Corrimal is the birthplace of ice cream manufacturer Streets. Edwin (Ted) Street started making ice cream in a small churn, just after the depression, to supply his milk bar. It tasted so good that other shops wanted to buy it and before long, Mr. Street was supplying ice cream to dozens of shops in and out of the area. He built an ice works and factory near the corner of Princes Highway and Tarrawanna Road. Many locals still remember the huge neon sign, featuring a polar bear licking an ice cream outside the Corrimal Works (The first moving neon sign in Wollongong). Streets was sold to Unilever in 1960 and is still in operation.

==Education==
Corrimal has four primary schools and one high school. St Columbkille's is Corrimal's local Roman Catholic school. There is also Corrimal Public School, Illawarra Adventist School (now defunct), Corrimal High School and Aspect, a school for children with autism.

==Transport==
Corrimal is served by Corrimal railway station on the Illawarra railway line, located on Railway Street which connects the station to the heart of the town.

==Politics==
Stephen Martin of the Australian Labor Party served as Corrimal's federal MP in the Australian House of Representatives for 18 years from 1984 until his resignation in 2002. Martin served as Speaker of the House under the Keating government from 4 May 1993 to 29 January 1996. The present Federal MP is Alison Byrnes, also of Labor. In state politics Ryan Park is the member for Keira and at time of writing Ryan is the Shadow minister for Health and the Shadow Minister for the Illawarra.

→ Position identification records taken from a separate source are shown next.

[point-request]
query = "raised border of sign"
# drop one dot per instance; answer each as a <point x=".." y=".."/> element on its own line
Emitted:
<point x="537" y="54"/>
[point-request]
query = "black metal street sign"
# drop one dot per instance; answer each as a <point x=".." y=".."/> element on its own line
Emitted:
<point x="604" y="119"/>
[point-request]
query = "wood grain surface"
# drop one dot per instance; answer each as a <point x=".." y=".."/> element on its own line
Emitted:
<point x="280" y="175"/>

Corrimal was formerly in the seat of Macarthur, until the 1993 redistribution transferred it to Cunningham.

==Sport==
The most popular sport in the suburb is rugby league, with the local team, the Corrimal Cougars, representing Corrimal in the Illawarra Rugby League competition. Winners of First Grade titles in 1948 and 1974, the club plays its home games at Ziems Park.

1891- Corrimal Cougars Cricket Club and Corrimal Rangers Football Club established.
1912- Corrimal Cougars Rugby League team established, in the 1930s, Arthur Ziems donates land next to his butchery for a rugby league field.